= Lin Li (engineer) =

Professor of laser engineering

Lin Li (born June, 1959), FREng, CEng, FIET, FLIA, FCIRP (李林 (Lǐ Lín)), is a professor of laser engineering at the University of Manchester.

==Early life==
Lin earned his BSc in control engineering from Dalian University of Technology in 1982 and his PhD in laser engineering from Imperial College, London in 1989.

==Career==
Lin worked as a postdoctoral research associate in high power laser engineering at the University of Liverpool from 1988 to 1994. He joined UMIST in 1994, where he established the first high-power laser processing research laboratory and its associated research group. He became a full professor in 2000. He co-invented and developed microsphere-based super-resolution optical technology capable of achieving 50 nm resolution and he has 47 patents in the field of laser processing and photonic science. His current research relates to the use of graphene in welding.

He is a fellow of the Royal Academy of Engineering, the Institute of Engineering and Technology, the Laser Institute of America, the International Academy for Production Engineering, and a Chartered Engineer.

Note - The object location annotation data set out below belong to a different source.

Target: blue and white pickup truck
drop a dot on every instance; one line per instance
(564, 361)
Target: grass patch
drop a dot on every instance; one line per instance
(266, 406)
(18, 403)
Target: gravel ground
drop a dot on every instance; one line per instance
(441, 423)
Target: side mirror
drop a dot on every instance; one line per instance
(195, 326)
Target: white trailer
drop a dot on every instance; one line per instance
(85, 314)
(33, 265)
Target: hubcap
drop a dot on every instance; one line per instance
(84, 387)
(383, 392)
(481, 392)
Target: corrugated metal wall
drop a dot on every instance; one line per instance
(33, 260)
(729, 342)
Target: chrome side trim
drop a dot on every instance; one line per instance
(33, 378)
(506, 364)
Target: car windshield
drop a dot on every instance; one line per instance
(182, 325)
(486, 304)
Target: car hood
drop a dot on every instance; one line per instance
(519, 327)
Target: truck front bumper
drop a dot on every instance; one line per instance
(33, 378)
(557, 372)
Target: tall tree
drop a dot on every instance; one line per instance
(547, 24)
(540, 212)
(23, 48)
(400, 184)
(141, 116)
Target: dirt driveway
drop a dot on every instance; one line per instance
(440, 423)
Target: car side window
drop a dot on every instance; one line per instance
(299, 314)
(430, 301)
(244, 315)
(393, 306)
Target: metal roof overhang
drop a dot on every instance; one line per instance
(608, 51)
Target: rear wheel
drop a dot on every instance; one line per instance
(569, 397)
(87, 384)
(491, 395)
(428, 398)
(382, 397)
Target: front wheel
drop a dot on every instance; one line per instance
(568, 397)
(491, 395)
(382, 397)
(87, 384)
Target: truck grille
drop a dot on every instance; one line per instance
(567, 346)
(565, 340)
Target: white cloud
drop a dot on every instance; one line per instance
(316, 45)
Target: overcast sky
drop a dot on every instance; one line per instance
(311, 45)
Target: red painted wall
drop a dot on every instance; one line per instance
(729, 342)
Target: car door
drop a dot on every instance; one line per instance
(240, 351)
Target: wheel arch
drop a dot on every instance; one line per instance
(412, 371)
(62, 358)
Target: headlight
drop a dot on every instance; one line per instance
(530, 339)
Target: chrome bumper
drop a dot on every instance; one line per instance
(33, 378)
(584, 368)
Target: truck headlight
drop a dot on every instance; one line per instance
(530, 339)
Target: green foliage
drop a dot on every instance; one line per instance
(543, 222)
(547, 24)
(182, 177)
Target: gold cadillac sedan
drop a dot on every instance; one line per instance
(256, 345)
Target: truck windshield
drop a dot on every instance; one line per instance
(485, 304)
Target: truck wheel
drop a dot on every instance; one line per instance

In 2017 it was announced that the LIG Nanowise, a spin-off company from the University of Manchester chaired by Li, had invented new microscopy techniques that can quadruple the resolution of optical microscopes.

==Awards==
His awards include:
- Arthur Charles Main Award from the Institute of Mechanical Engineers in 2001 for work in laser based nuclear decommissioning technology
- Sir Frank Whittle Medal from the Royal Academy of Engineering in 2013 for achievements in engineering innovations in manufacturing
- Wolfson Research Merit Award of the Royal Society for his research into laser nano-fabrication and nano-imaging, 2014.
- Researcher of the Year in Engineering and Physical Sciences at The University of Manchester in 2014.